Back
October 14, 2022
8
min read

Real Time Streaming Joins With SQL

By
Robert Metzger
Share this post

Decodable enables continuous SQL joins across streaming sources including streaming systems like Kafka, Pulsar and Kinesis as well as databases with Change Data Capture (CDC). This is exactly the use-case for real-time joins. In this blog we'll explore how this works, and how it helps bring siloed data into play in low-latency streaming applications. Whenever a table in your database changes, Decodable instantly updates the join result.

Let’s assume you have a database table with all your customer data, and a table mapping the zip-codes to your retail stores, and your goal is to build a report counting the number of customers which are living close by a store. With a traditional database you would periodically run a SQL query to get that report. With modern streaming platforms like decodable, you are able to run such a query continuously. Whenever you get new or updated customer data, a store data changes, the report will update in real-time.

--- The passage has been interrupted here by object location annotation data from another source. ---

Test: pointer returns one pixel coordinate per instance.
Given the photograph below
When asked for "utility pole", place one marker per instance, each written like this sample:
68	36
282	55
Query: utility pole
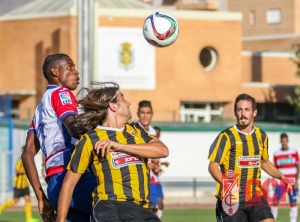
85	17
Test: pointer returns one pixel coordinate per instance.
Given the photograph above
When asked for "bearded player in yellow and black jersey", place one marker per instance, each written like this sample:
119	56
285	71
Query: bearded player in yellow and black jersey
21	189
236	158
117	153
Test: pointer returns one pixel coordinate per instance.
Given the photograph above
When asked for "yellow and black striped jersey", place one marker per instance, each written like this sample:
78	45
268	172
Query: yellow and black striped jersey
121	176
240	154
20	180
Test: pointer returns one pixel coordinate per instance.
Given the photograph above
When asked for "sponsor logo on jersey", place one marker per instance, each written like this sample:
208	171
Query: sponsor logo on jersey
230	194
249	161
123	159
286	161
65	98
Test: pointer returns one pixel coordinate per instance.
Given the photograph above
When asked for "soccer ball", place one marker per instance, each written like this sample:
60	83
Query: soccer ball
160	29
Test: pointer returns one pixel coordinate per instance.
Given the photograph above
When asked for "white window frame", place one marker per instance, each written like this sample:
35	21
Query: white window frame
274	16
195	113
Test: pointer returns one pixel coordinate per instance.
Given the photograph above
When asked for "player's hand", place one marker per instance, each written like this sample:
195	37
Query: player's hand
295	185
289	186
165	163
46	210
103	147
49	218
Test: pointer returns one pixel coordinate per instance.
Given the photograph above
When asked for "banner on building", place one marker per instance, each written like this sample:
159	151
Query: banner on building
125	57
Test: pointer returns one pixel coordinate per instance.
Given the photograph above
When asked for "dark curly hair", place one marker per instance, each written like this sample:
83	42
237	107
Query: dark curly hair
50	60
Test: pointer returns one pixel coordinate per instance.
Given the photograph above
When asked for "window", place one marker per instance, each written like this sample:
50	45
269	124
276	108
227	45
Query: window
273	16
208	58
252	18
195	112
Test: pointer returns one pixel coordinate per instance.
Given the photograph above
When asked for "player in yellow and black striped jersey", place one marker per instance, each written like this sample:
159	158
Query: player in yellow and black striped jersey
21	189
117	153
236	157
241	154
121	176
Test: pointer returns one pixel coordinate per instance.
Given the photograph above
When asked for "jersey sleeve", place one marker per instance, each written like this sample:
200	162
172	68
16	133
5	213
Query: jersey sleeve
19	165
297	157
81	156
31	127
219	148
265	152
144	134
64	103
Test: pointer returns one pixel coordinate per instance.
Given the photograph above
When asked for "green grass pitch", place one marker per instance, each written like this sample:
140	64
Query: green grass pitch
170	215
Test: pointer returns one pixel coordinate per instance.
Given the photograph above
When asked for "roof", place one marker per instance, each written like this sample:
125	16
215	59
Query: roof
39	7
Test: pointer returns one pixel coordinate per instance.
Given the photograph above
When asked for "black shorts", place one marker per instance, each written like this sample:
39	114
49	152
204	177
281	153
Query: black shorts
125	211
253	211
21	192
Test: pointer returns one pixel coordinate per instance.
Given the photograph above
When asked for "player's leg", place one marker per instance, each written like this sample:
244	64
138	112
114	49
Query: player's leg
160	197
132	212
238	216
81	203
294	207
105	211
28	208
153	196
260	211
10	203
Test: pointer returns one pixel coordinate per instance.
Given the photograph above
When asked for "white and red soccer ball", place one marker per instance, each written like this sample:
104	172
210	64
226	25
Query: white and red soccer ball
160	29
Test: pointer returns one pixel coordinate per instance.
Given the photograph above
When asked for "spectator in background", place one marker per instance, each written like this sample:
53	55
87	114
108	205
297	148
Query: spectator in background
145	114
155	184
286	160
21	189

Combining a stream and a table in another example, you have a website clickstream of events coming from Confluent Cloud (a managed Apache Kafka service) and you want to enrich each stream event by looking up & adding customer information in a PostgreSQL table. You'll use this to tell you the last product page the customer viewed. You'll then store the result back into PostgreSQL, which will always be up to date with the latest page viewed. This is exactly the use case for real-time joins.

‍

‍

Currently, decodable supports running real-time joins with data from MySQL and PostgreSQL databases. We are currently working on adding more databases, such as Oracle, Microsoft SQL Server, Snowflake and more.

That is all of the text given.